L'architecture, il n'y a pas d'âge pour y prendre goût. C'est l'idée derrière Pop-Ville, une initiative qui vise à faire découvrir cet art de manière ludique et originale. Pour la première mouture de l'événement, offerte dès le 18 juin, deux parcours pédestres sont proposés, l'un dans le Vieux-Québec et l'autre dans le quartier Saint-Jean-Baptiste.
Pour participer, il suffit de se procurer un dépliant au dépanneur La Duchesse d'Aiguillon (pour le quartier Saint-Jean-Baptiste) ou aux Cafés du Soleil (pour le Vieux-Québec) et suivre l'itinéraire proposé. À l'intérieur du document, des codes QR permettent d'accéder à du contenu en ligne, comme des balados, des capsules vidéo et des projets en réalité augmentée. Aussi au programme, des jeux d'observation et plusieurs activités interactives.

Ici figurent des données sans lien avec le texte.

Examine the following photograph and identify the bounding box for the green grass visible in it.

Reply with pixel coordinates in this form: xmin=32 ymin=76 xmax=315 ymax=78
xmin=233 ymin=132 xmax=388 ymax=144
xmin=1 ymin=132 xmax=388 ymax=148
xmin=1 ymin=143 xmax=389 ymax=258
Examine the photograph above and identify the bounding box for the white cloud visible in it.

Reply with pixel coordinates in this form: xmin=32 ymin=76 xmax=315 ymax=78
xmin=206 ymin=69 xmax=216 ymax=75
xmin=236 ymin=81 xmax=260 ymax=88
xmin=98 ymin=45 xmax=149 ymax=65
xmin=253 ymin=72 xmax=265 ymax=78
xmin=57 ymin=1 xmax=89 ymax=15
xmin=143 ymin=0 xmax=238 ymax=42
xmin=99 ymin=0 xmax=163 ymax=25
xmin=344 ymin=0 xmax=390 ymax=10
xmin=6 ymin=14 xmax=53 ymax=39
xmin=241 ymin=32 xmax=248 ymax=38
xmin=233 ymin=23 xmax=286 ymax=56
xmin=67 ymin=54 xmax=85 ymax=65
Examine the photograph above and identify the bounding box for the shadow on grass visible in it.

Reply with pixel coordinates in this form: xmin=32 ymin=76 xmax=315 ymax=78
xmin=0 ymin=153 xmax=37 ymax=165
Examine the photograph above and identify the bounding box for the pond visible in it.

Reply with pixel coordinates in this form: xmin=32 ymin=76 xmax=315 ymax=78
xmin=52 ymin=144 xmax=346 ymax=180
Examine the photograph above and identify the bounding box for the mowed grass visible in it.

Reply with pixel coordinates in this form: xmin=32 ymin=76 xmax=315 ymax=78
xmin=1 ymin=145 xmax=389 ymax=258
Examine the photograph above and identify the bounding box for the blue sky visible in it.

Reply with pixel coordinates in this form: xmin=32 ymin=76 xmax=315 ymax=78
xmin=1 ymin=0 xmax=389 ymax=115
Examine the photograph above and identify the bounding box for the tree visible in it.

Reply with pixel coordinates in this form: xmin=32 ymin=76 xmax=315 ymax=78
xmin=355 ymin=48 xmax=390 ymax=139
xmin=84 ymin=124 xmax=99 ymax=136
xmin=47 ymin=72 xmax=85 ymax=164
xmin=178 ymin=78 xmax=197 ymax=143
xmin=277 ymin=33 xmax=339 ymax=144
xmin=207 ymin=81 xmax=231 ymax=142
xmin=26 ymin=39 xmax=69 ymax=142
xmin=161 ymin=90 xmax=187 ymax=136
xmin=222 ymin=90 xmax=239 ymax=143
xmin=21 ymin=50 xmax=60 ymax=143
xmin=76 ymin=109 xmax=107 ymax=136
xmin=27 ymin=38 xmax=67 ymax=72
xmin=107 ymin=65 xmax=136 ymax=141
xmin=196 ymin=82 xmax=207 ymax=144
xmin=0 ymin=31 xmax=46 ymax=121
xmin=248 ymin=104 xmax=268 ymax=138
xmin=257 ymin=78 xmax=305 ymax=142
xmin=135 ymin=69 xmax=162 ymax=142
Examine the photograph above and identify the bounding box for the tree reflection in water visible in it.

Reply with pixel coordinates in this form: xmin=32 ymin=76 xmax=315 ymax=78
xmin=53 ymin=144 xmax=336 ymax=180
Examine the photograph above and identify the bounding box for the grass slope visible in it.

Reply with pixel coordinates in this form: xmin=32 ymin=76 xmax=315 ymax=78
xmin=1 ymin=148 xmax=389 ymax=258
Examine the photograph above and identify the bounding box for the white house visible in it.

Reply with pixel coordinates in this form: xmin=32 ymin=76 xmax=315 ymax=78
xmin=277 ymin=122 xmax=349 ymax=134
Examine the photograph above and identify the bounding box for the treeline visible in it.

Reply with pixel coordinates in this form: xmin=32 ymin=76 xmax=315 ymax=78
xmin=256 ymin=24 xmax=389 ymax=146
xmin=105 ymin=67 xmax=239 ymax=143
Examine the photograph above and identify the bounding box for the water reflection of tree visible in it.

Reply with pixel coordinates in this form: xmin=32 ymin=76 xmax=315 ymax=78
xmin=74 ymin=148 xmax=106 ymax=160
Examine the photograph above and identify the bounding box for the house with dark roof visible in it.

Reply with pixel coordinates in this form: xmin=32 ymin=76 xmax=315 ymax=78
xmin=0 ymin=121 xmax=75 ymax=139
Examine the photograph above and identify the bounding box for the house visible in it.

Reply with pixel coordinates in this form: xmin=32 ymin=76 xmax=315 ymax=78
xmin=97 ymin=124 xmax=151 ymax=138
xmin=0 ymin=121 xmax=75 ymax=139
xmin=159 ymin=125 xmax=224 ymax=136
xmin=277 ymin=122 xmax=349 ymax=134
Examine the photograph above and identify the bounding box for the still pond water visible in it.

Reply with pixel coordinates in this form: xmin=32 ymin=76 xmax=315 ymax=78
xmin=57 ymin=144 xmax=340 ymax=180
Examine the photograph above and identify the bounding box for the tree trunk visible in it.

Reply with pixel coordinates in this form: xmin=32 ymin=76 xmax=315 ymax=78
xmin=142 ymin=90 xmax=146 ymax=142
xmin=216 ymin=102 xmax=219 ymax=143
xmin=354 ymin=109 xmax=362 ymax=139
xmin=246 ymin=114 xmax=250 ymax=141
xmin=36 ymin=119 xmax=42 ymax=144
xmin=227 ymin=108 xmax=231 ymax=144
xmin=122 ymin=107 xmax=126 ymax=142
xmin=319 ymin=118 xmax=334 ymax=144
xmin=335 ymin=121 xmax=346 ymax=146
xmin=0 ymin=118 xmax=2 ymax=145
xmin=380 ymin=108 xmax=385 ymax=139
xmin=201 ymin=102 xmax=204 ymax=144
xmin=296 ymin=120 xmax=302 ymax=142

L'initiative est celle de la médiatrice culturelle Catherine-Eve Gadoury. L'idée lui est venue durant le confinement en mars 2020. «Je cherchais une activité à faire avec mes enfants, raconte-t-elle. J'ai créé un parcours architectural, que j'ai partagé avec des amis. À partir de là, j'ai contacté l'École d'architecture pour voir s'il y avait un intérêt à pousser l'idée plus loin.»

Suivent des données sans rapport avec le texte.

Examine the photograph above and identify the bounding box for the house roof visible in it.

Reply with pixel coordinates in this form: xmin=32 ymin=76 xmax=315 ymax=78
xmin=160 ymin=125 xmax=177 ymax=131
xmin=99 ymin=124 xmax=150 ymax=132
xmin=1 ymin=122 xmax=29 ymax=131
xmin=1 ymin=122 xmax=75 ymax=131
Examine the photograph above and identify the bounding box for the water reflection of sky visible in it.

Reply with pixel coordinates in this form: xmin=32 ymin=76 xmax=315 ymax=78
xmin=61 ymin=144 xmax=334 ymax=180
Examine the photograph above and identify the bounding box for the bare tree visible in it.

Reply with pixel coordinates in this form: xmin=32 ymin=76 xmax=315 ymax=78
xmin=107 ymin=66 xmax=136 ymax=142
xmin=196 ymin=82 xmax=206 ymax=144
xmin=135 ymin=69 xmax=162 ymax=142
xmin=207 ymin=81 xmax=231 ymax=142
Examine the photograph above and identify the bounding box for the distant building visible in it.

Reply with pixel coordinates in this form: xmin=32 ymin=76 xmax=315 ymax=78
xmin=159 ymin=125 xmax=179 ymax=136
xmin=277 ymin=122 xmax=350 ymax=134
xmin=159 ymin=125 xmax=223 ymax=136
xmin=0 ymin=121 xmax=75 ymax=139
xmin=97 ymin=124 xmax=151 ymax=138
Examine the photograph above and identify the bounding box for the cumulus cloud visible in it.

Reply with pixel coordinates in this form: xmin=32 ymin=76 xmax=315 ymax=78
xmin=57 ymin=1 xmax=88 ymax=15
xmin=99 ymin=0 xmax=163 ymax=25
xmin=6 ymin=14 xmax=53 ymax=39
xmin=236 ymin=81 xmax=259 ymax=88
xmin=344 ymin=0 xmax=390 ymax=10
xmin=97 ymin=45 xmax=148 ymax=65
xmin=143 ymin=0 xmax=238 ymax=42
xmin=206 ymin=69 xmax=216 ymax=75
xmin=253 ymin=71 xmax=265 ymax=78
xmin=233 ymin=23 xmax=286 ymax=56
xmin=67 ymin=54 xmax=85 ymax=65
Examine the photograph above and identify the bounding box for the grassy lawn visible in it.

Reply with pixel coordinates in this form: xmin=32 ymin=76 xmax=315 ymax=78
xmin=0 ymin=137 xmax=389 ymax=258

Trois étudiants à la maîtrise en architecture ont levé la main: Laurie Bédard, Luiza Santos et Adrien Larochelle. Avec la professeure et spécialiste du patrimoine Odile Roy, ils ont sillonné la ville à la recherche d'idées pour alimenter les parcours pédestres. «Notre rôle était de nous promener dans les rues avec l'œil curieux de l'architecte qui s'intéresse à des détails auxquels les gens prêtent peu attention. À l'École d'architecture, c'est justement ce regard que l'on développe. L'exploration de la ville nous a permis de cibler des points d'intérêt au-delà du Château Frontenac, l'exemple architectural classique», explique Adrien Larochelle.
L'étudiant a vu dans ce projet l'occasion de démystifier le travail de l'architecte. «Peu de gens savent réellement ce que fait un architecte. Pour moi, il est important de faire connaître notre domaine d'études et d'amener les enfants à se questionner sur l'architecture.»

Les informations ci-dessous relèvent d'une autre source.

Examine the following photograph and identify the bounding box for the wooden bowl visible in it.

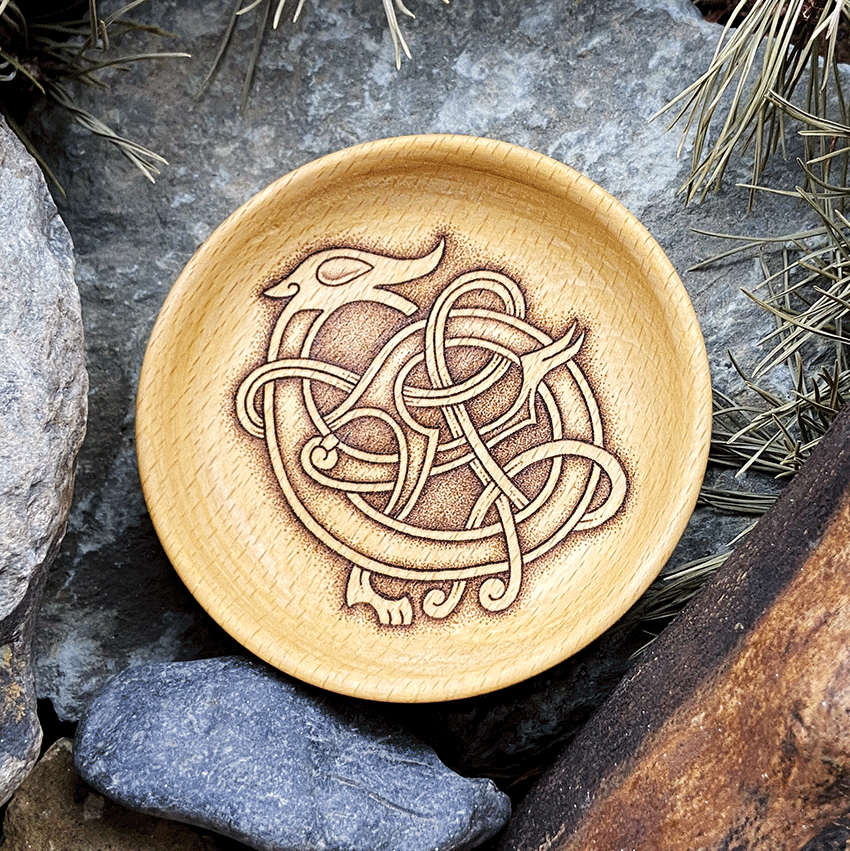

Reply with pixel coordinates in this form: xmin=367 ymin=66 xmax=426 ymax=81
xmin=137 ymin=135 xmax=711 ymax=702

Pour Catherine-Eve Gadoury, née d'un père architecte et d'une mère urbaniste, il faut initier l'enfant à l'architecture dès son plus jeune âge. «J'ai toujours été étonnée que l'architecture ne fasse pas partie des programmes en éducation artistique dans les écoles, comme c'est le cas en France. Si on veut protéger et aimer quelque chose, il faut d'abord le connaître. Les enfants, comme nous, sont façonnés par la ville; il suffit de les aider en dirigeant un peu leur regard pour que tout à coup apparaisse un nouvel univers devant eux.»
Amener les enfants à s'émerveiller devant l'architecture: la tâche est plus simple qu'il n'y paraît, assure-t-elle. «Les enfants sont déjà en quelque sorte de petits architectes; ils construisent des châteaux de sable, des cabanes, des maisons en Lego. L'organisation de l'espace, les lignes, les formes, les couleurs, tout ça les intéresse. L'architecture est une discipline qui appelle l'enfance.»
Surprises et découvertes au menu
Le parcours du quartier Saint-Jean-Baptiste comprend 11 stations. Le point de départ est l'église Saint-Jean-Baptiste, sur la rue Saint-Jean. Fermé au culte depuis 2015, ce bâtiment patrimonial devra se trouver une nouvelle vocation. Au cours de leur visite, les participants de Pop-Ville seront invités à imaginer des solutions de conversion.
«L'église Saint-Jean-Baptiste fait assurément partie des plus beaux bâtiments religieux au Québec, dit Adrien Larochelle. Les idées des enfants pour trouver de nouveaux usages ne seront pas forcément loufoques. Il faut penser en dehors de la boîte pour modifier un bâtiment aussi magnifique, grandiose et complexe qu'une église.»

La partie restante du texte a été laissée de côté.